Optimal design of propulsive system for mini polar cruises is of great significance for improving ship energy efficiency and reducing ship vibration and noise. The present study proposes a hybrid diesel engine/battery/shore power propulsive system and a tri-objective optimization considering annual fuel consumption, lifecycle cost and annual pure electric time is carried out. The results show that 0.27% fuel reduction and 37.48% annual pure electric time are gained by sacrificing 7.85% lifecycle cost compared with the conventional diesel electric propulsive system.


For passenger ships, comfort is an important design index of the propulsive system (Cinquemani and Braghin 2017). In particular, the design requires of propulsive system for mini polar cruises are very different from those of ordinary ships. On one hand, the polar sea conditions are relatively bad, even accompanied by ice floes. In addition, mini polar cruises start and stop frequently, and required power fluctuates drastically. Diesel engines cannot always run in high-efficiency area, which increases fuel consumption and operational costs. On the other hand, the vibration and noise of mini polar cruises will not only reduce the comfort, but also affect creatures underwater and destroy the polar environment (Gardiner 2020, Shijin, Yaqiong et al. 2020). Not only can annual pure electric navigation improve the comfort of the ship, but also reduce the vibration and noise of the ship, reduce the disturbance to creatures underwater, and achieve zero emissions. Therefore, the design of propulsive system for mini polar cruises needs to take into account fuel consumption, operational costs and annual pure electric time.

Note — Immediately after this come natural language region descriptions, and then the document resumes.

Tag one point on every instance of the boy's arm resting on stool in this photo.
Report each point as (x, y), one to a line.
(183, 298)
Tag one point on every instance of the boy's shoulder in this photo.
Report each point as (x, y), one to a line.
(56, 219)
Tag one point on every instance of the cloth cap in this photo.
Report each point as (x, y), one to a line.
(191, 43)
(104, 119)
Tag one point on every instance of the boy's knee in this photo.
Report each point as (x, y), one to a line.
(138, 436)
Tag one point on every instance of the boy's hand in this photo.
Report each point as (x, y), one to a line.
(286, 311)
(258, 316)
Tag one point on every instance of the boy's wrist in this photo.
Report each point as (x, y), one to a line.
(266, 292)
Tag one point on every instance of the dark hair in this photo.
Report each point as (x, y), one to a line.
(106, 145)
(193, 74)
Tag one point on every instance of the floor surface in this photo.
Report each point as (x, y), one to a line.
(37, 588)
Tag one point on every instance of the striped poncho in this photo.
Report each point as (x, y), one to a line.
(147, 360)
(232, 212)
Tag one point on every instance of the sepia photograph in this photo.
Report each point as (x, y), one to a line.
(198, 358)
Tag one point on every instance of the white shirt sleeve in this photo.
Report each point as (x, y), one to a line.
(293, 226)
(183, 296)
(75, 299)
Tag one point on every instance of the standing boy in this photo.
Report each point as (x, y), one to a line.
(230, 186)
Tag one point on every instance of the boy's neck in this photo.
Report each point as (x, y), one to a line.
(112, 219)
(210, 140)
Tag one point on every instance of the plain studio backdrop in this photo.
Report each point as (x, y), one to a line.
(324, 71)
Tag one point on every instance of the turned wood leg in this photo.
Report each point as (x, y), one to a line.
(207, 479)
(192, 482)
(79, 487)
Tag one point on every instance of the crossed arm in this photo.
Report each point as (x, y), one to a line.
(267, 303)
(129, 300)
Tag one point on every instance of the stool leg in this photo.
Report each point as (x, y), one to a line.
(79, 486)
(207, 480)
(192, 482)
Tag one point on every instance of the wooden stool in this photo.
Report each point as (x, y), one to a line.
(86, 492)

With the development of shipping industry, environmental pollution and operational costs are increasing year by year (Wang, Yan et al. 2016, Yuan, Wang et al. 2018). To improve ship energy efficiency, the (International Maritime Organization (IMO) 2010) has proposed a number of stringent regulations, including ship energy efficiency management plan (SEEMP) and energy efficiency design index (EEDI). Thus, many approaches (Zhu, Chen et al. 2018, Zhang, Zhang et al. 2019, Nuchturee, Li et al. 2020) to improving ship energy efficiency have been proposed in recent years. Among them, hybrid electric propulsive systems (HEPSs) have attracted more and more attention due to its potential of saving fuel and reducing emission (Yuan, Wang et al. 2020). Since the HEPSs include at least two energy sources, optimal design is beneficial to improve the performance, for example, economy, environmental protection, and comfort. Existing research takes annual fuel consumption, greenhouse gas emissions or lifecycle cost as optimization objectives. In (Yuan, Wang et al. 2018), the solar power generation system was applied to a 5000-vehicle space pure car and truck carrier. Through the analysis of experimental data, they concluded that the HEPS can save 4.02% of fuel and 8.55% of carbon dioxide emission every year. In (Zhu, Chen et al. 2018), taking fuel consumption, greenhouse gas emission, and lifecycle cost as optimization objectives, the optimal design were obtained for the HEPS of an anchor handling tug supply vessel. In (Giap, Lee et al. 2020), the indirect-coupling and direct-coupling configurations of hybrid solid-oxide fuel cell and gas engine propulsive systems were proposed for crude oil tanker. The results showed that direct-coupling configurations can reduce more exergy destruction. In (Wu and Bucknall 2020), aiming at the constraints of power and energy density of fuel cell and lithium-ion battery in HEPS of coastal ships, an overall design method combining outer power multi-objective optimization and inner dynamic programming was proposed. It was verified that this method can reduce at least 65% of lifecycle greenhouse gas emissions.